Language of document : ECLI:EU:C:2017:197

Affaire C‑398/15

Camera di Commercio, Industria, Artigianato e Agricoltura di Lecce

contre

Salvatore Manni

(demande de décision préjudicielle, introduite par la Corte suprema di cassazione)

« Renvoi préjudiciel – Données à caractère personnel – Protection des personnes physiques à l’égard du traitement de ces données – Directive 95/46/CE – Article 6, paragraphe 1, sous e) – Données soumises à la publicité au registre des sociétés – Première directive 68/151/CEE – Article 3 – Dissolution de la société concernée – Limitation de l’accès des tiers à ces données »

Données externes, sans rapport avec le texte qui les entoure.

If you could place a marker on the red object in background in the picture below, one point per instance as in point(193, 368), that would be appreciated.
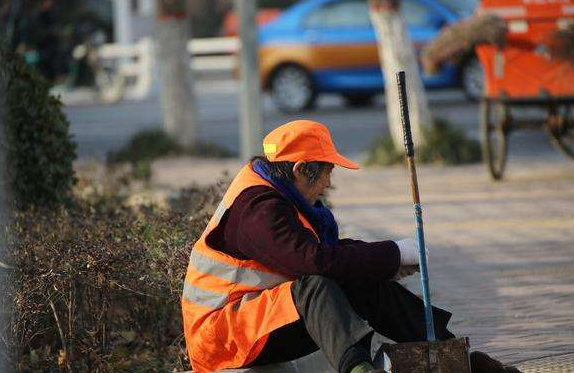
point(523, 68)
point(231, 25)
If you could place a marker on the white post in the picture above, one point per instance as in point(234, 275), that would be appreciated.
point(250, 85)
point(123, 22)
point(177, 94)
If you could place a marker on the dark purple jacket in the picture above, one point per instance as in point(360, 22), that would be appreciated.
point(262, 225)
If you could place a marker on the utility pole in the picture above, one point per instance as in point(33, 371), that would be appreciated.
point(122, 22)
point(177, 97)
point(250, 82)
point(396, 53)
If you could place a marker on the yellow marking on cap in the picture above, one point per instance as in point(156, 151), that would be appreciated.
point(269, 148)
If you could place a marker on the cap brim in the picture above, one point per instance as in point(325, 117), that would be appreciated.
point(339, 160)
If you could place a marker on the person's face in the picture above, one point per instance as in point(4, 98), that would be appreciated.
point(312, 192)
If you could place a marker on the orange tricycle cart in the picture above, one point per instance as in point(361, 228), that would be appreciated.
point(522, 74)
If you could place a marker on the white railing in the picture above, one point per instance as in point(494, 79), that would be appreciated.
point(134, 64)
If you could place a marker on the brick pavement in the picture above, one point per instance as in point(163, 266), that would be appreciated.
point(502, 254)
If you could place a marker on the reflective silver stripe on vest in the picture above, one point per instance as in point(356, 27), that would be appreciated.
point(245, 276)
point(204, 297)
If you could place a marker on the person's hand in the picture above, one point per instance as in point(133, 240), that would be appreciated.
point(405, 271)
point(409, 252)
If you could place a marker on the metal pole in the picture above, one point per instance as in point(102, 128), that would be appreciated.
point(250, 86)
point(404, 109)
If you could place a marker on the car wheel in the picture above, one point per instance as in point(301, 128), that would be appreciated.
point(358, 99)
point(292, 89)
point(472, 79)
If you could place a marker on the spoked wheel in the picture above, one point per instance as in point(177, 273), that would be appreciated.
point(560, 127)
point(292, 89)
point(495, 125)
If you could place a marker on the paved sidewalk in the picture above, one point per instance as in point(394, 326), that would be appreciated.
point(501, 254)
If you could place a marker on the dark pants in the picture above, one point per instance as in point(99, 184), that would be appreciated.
point(340, 319)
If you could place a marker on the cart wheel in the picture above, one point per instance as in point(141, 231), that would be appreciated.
point(495, 124)
point(560, 126)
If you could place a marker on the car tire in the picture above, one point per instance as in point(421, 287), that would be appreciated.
point(292, 89)
point(358, 99)
point(472, 79)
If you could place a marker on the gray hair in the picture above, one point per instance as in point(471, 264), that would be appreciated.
point(284, 170)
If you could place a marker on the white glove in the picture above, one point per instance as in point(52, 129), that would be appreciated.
point(409, 252)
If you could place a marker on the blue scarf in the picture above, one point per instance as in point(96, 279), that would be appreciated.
point(320, 217)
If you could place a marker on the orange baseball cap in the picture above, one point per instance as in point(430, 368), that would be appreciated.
point(303, 140)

Sommaire – Arrêt de la Cour (deuxième chambre) du 9 mars 2017

Rapprochement des législations – Protection des personnes physiques à l’égard du traitement des données à caractère personnel – Directive 95/46 – Données à caractère personnel soumises à la publicité au registre des sociétés en application de la directive 68/151 – Dissolution de la société concernée – Possibilité pour les personnes physiques concernées de demander à l’autorité chargée de la tenue du registre, sur la base d’une appréciation au cas par cas et à titre exceptionnel, la limitation de l’accès aux données les concernant inscrites dans ledit registre, aux tiers justifiant d’un intérêt spécifique à leur consultation – Conditions – Raisons prépondérantes et légitimes tenant à la situation particulière des personnes physiques concernées – Expiration d’un délai suffisamment long après la dissolution de la société concernée – Existence ou non d’une telle limitation d’accès dans l’ordre juridique national décidée par chaque État membre

[Directive du Parlement européen et du Conseil 95/46, art. 6, § 1, e), 12, b), et 14, al. 1, a) ; directive du Conseil 68/151, telle que modifiée par la directive 2003/58, art. 2, § 1, d) et j), et 3]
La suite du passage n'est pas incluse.